Однако северное лето обманчиво и коротко. Вскоре снова задули холодные ветра и зажглись над Онегой звезды. Люба собралась зимовать и говорила только, что съездит домой за одеждой, а с Тезкиным вдруг случилась странная вещь. Он почувствовал, что ему хочется остаться одному. Он не мог объяснить, как и откуда появилось в нем это желание. Не было ничего, что раздражало бы или не нравилось ему в этой кроткой девушке, ни разу не заикнувшейся об обычных девичьих поползновениях, которых он так некогда добивался от других, и чем-то даже напомнившей ему Катю, но, быть может, именно по этой причине Тезкин опять затосковал.
Его все чаще тянуло побродить в одиночестве по лесу, и она легко его отпускала. Он перестал брать ее с собой на рыбалку, и она терпеливо его ждала, не читал ей больше глав из своего труда, и она не задавала никаких вопросов, была послушна и так же нежна, как прежде. И сам столько раз брошенный, битый-перебитый Александр с ужасом подумал, что оставлять человека в сто крат труднее, чем быть оставляемым.
Он просыпался порою ночами при свете месяца и глядел, как она легонько дышит, обхватив рукой подушку, и понимал, что сил сказать правду у него не хватит. Но поделать с собой Тезкин ничего не мог. Чем ближе была зима, тем сильнее ему хотелось, чтобы она уехала.
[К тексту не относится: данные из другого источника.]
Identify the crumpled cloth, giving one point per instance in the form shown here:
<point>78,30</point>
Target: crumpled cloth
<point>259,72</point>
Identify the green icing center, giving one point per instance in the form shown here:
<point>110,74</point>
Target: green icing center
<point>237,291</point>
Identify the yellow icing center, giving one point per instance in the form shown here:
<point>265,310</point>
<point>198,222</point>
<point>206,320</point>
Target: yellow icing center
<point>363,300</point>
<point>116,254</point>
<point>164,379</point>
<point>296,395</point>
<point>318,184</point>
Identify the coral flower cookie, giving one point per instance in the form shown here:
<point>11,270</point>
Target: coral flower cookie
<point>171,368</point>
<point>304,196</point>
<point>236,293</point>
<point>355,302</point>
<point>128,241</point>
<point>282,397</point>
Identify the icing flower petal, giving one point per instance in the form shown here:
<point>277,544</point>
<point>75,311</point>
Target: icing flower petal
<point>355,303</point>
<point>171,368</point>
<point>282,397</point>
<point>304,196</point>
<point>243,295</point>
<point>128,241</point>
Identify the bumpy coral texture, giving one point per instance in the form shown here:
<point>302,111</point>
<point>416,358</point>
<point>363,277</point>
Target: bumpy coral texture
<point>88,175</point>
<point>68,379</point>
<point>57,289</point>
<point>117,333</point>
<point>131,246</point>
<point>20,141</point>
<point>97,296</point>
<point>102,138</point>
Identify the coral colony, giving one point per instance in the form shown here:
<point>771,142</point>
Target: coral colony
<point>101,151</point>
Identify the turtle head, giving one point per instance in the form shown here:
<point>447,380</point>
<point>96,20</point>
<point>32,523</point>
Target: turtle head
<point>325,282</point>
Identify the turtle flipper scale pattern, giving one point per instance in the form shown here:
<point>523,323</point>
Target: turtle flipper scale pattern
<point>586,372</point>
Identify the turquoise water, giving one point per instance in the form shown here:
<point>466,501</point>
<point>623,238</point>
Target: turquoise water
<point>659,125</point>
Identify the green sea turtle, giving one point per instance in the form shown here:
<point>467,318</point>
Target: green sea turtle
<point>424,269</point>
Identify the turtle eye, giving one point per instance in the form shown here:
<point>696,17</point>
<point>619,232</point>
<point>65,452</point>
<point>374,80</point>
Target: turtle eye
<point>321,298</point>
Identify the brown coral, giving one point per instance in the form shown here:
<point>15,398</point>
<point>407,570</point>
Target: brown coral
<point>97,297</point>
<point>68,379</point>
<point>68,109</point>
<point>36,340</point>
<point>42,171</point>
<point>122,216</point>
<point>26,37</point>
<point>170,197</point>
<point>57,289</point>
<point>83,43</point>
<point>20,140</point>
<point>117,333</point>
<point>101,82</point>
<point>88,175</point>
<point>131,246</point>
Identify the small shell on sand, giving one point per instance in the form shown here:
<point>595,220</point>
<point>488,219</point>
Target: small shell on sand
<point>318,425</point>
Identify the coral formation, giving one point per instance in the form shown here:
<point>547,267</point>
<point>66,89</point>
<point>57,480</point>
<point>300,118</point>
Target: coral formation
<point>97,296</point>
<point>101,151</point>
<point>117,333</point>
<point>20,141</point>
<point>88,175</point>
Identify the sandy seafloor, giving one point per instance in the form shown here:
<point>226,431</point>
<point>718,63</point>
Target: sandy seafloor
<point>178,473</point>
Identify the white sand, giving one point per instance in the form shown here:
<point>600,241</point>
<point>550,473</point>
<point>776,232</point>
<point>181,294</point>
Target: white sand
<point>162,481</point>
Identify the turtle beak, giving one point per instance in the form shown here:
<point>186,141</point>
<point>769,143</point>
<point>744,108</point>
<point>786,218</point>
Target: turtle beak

Он мучился и не знал, то ли сказать ей об этом тотчас же, то ли перед самым ее отъездом. сказать, чтобы она не возвращалась. Он не мог решить, что будет для нее горше. В этих лицемерных мужских мытарствах прошло почти три недели, пока однажды Люба, так же ясно и ласково на него глядя, не промолвила сама:
— Ты не бойся, Саша, я уеду и останусь там. Тезкин вздрогнул, а она продолжила:
— Я возле тебя погрелась немного и дальше пойду. Ты-то как жить станешь? Отсюда куда сбежишь, когда невмоготу сделается?
— В прорубь, — буркнул Тезкин.
— В прорубь? — отозвалась она певучим голосом, ничуть не испугавшись. — В прорубь ты не бросишься. А вот маяться тебе еще долго. Ты прости меня, милый.
— За что? — пробормотал он, сбитый ее тоном.
— А за то, что я твоей нежностью попользовалась, а в тебе теперь тоски столько прибудет. Не казни себя. Ты ведь не у меня брал, а мне давал.